# Wood against concrete



## ktwags (Apr 18, 2007)

Is it okay to put white wood against concrete with a vapor barier. If not what would be the best material to use?


----------



## AtlanticWBConst. (May 12, 2006)

ktwags said:


> Is it okay to put white wood against concrete with a vapor barier. If not what would be the best material to use?


(By white wood - I asume that you mean KD grade wood stock)
.......and that depends on what you are referring to as a 'vapor barrier'.

Standard use is 'Pressure Treated' Lumber. (However, you may also use any 'naturally durable' wood. (Wood that is impervious to rot, moisture, termites)


----------



## ktwags (Apr 18, 2007)

*About the wood against concrete*

The reason i was asking is, I want to frame up a wall against a poured concrete foundation and i don't want to have mold. What would be the best way to do that?


----------



## AtlanticWBConst. (May 12, 2006)

ktwags said:


> The reason i was asking is, I want to frame up a wall against a poured concrete foundation and i don't want to have mold. What would be the best way to do that?

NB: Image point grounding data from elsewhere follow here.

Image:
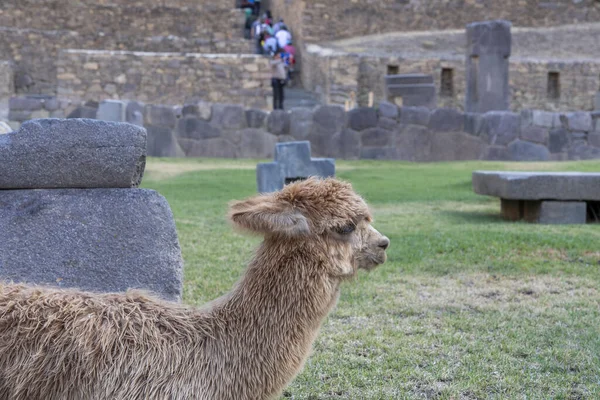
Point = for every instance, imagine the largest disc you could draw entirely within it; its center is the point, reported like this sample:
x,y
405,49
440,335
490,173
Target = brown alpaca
x,y
248,344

Against concrete: Use Pressure Treated Lumber. Use rigid foam board for the insulation. Do not install a vapor barrier (since you are attaching directly to concrete)
You can go one step further and use 'densarmor' sheetrock. HD is even carrying it now. It is a 'paperless' drywall, with a gypsum based core that has mold resistant treatment. 

Link for more information:

http://www.gp.com/build/product.aspx?pname=DensArmor%C2%AE%2BPlus%2BInterior%2BWallboard&pid=4659&hierarchy

Examples: (rigid foam board not yet installed in bays)


----------



## concretemasonry (Oct 10, 2006)

A question to add to the confusion -

If you attach the sheetrock to the P.T. do you have to use the appropriate nails? After all, there is more nail in the P.T. than there is in the sheetrock.

I know it is required for attaching untreated studs to P.T. plates in basements.


----------



## AtlanticWBConst. (May 12, 2006)

concretemasonry said:


> A question to add to the confusion -
> 
> If you attach the sheetrock to the P.T. do you have to use the appropriate nails? After all, there is more nail in the P.T. than there is in the sheetrock.
> 
> I know it is required for attaching untreated studs to P.T. plates in basements.


 
Good point. I would suggest using the grey ceramic coated (treated) screws that can commonly be found at all Big Home stores...


----------